The toymaker Hasbro made a surprise improvement in earnings thanks to lower costs and sales soaring for girls’ toys.
Hasbro said it made a profit during the first quarter as earnings topped expectations of analysts, even though revenue fell short.
The results from Hasbro demonstrate improvement amidst a continued difficulty in the children’s toy industry as kids turn more to consumer electronics and electronic games.
Last week Mattel, a rival toy maker posted a loss during the first quarter that was a surprise on Wall Street as its core brands such as Fisher-Price and Barbie suffered declines in sales.

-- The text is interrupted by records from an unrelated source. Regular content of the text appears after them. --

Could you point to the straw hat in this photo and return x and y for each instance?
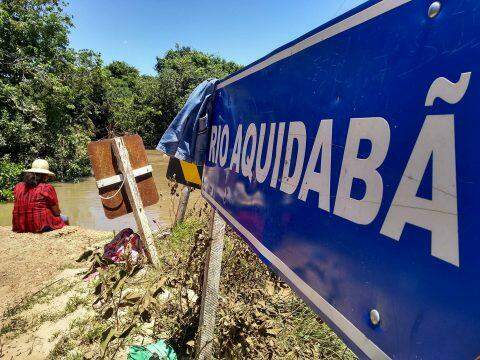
(40, 166)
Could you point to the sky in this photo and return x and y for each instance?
(136, 31)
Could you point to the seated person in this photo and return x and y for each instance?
(36, 204)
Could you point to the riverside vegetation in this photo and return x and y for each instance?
(54, 99)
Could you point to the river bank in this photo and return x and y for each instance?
(50, 314)
(80, 202)
(28, 260)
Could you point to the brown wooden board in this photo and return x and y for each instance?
(104, 164)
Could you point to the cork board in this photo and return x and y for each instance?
(104, 165)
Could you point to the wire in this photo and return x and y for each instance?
(115, 193)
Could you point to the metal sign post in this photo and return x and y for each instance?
(182, 204)
(131, 189)
(211, 283)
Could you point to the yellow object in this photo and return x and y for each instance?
(190, 172)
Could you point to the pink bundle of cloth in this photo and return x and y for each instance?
(125, 244)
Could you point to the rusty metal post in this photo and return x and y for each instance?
(211, 284)
(182, 205)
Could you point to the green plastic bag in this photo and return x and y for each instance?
(159, 350)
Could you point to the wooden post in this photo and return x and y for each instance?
(182, 205)
(211, 284)
(123, 161)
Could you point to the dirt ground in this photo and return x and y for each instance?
(30, 261)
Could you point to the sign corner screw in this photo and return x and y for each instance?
(374, 317)
(434, 9)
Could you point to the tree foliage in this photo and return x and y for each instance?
(54, 100)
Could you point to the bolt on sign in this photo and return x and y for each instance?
(347, 159)
(184, 173)
(110, 180)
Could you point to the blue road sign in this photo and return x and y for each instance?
(347, 159)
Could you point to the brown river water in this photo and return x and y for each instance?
(80, 202)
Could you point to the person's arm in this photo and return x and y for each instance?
(55, 210)
(52, 200)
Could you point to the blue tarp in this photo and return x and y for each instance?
(187, 136)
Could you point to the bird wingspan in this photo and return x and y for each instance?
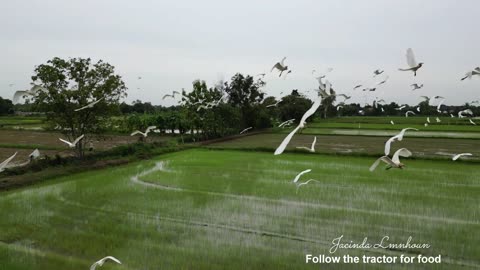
(300, 174)
(285, 141)
(375, 164)
(80, 109)
(313, 144)
(136, 132)
(404, 152)
(460, 155)
(5, 162)
(67, 142)
(18, 95)
(35, 154)
(388, 143)
(78, 139)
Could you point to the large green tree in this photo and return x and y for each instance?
(245, 93)
(6, 106)
(71, 84)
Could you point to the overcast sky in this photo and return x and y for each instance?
(171, 43)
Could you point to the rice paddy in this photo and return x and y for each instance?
(212, 209)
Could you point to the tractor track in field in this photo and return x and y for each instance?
(263, 233)
(159, 166)
(48, 253)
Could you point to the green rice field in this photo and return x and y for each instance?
(221, 209)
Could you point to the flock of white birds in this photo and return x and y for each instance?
(324, 92)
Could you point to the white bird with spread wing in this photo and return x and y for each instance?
(286, 122)
(280, 66)
(394, 162)
(312, 148)
(171, 95)
(32, 92)
(455, 157)
(144, 134)
(295, 180)
(416, 86)
(245, 130)
(409, 112)
(90, 105)
(74, 143)
(398, 137)
(467, 111)
(4, 164)
(377, 72)
(102, 261)
(412, 63)
(475, 71)
(305, 116)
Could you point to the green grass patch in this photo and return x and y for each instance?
(239, 210)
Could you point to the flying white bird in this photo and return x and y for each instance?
(383, 81)
(416, 86)
(312, 148)
(90, 105)
(475, 71)
(245, 130)
(323, 75)
(4, 164)
(394, 162)
(286, 122)
(304, 183)
(344, 96)
(34, 155)
(409, 112)
(440, 105)
(467, 111)
(427, 99)
(144, 134)
(280, 66)
(412, 63)
(302, 122)
(74, 143)
(461, 155)
(32, 92)
(300, 174)
(171, 95)
(102, 261)
(273, 105)
(377, 72)
(398, 137)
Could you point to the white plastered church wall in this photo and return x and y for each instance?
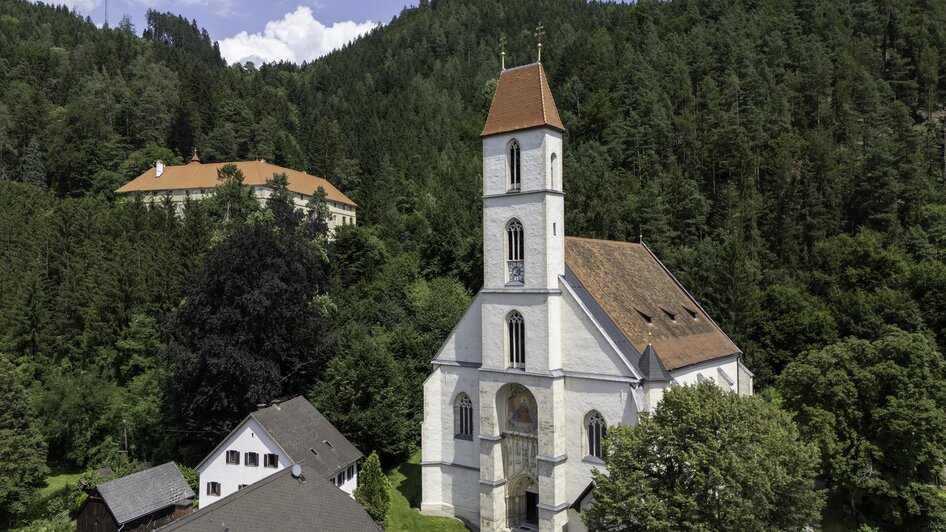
(539, 209)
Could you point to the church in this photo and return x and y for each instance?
(568, 337)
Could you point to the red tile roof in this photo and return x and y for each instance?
(645, 302)
(204, 176)
(522, 100)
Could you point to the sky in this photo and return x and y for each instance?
(259, 30)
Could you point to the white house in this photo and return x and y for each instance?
(272, 439)
(568, 336)
(197, 180)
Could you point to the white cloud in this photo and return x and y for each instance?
(297, 37)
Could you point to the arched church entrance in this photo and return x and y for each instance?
(520, 445)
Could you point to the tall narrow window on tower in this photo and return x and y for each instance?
(464, 417)
(517, 341)
(514, 252)
(597, 429)
(554, 172)
(515, 174)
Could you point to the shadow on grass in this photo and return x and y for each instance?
(410, 485)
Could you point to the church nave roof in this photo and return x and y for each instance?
(645, 302)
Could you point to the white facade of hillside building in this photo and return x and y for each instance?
(250, 454)
(525, 386)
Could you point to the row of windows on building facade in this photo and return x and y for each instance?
(252, 459)
(595, 427)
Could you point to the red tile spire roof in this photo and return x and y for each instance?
(522, 100)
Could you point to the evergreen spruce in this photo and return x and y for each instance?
(373, 491)
(34, 171)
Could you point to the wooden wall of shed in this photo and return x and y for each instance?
(95, 516)
(158, 519)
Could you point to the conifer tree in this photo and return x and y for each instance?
(23, 467)
(373, 489)
(34, 170)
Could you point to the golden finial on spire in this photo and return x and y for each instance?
(502, 47)
(539, 33)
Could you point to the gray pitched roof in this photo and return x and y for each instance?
(282, 502)
(297, 427)
(652, 369)
(144, 492)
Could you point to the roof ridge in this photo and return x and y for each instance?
(605, 240)
(510, 69)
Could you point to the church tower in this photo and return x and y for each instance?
(567, 337)
(524, 259)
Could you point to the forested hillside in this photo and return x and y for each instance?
(785, 158)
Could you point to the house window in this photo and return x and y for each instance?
(516, 334)
(251, 459)
(515, 266)
(596, 432)
(515, 167)
(270, 460)
(463, 416)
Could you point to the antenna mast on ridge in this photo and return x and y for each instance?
(539, 33)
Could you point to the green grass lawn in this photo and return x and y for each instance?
(403, 514)
(59, 479)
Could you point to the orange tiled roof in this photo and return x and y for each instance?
(522, 100)
(204, 176)
(630, 284)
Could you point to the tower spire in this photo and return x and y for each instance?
(539, 33)
(502, 47)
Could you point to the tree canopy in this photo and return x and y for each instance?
(875, 409)
(707, 460)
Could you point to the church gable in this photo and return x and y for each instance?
(465, 341)
(645, 302)
(589, 347)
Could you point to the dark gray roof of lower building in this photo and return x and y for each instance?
(145, 492)
(282, 502)
(299, 429)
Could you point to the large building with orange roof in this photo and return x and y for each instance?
(197, 180)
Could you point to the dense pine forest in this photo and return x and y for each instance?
(785, 158)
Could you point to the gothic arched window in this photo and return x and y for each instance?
(515, 167)
(517, 341)
(463, 416)
(553, 170)
(515, 252)
(597, 429)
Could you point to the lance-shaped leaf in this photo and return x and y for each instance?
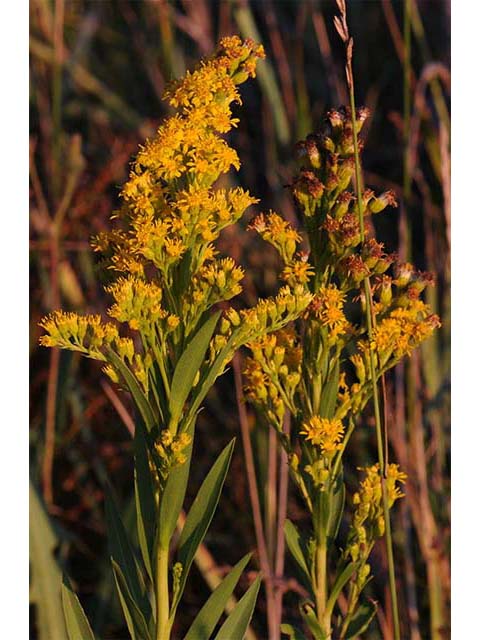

Hasbro’s boys’ toy sales including brands such as Transformers, which has a new film appearing in theaters sometime this year, were up 2.1% to finish the quarter at $247.7 million.
Demand for toys by Hasbro traditionally considered being for girls, like My Little Pony, has had good growth in the most recent quarters. Sales in the category were up 21% to end the quarter at $138.6 million.
Game sales dropped by 4.5% to end the quarter at $220.4 million, while preschool sales were down 3.6% to just over $72.5 million.
Hasbro’s profit for the quarter was $32.1 million equal to 24 cents per share. That was compared to a loss of $6.71 million equal to 40 cents per share from the same period one year ago.
Excluding other items and tax benefits, earnings per share were up from five cents to 14 cents.
The adjusted earnings per share from the same period one year ago excluded a 14 cents negative impact that was related to costs for restructuring and other costs.
Revenue at the toymaker was up by 2.4% to end the quarter at $679.4 million.
Analysts projected quarterly earnings to be 10 cents per share and $690 million in revenue.
Gross margin was wider as it went from 59.7% to 61.9%. Input costs were down by 3.4% and overhead expenses dropped by 4.6%.
Canada and U.S. sales were down by 1.3%, with the growth in revenue from Girls’ toys offset by other segments that fell. International sales were down by 5.4%.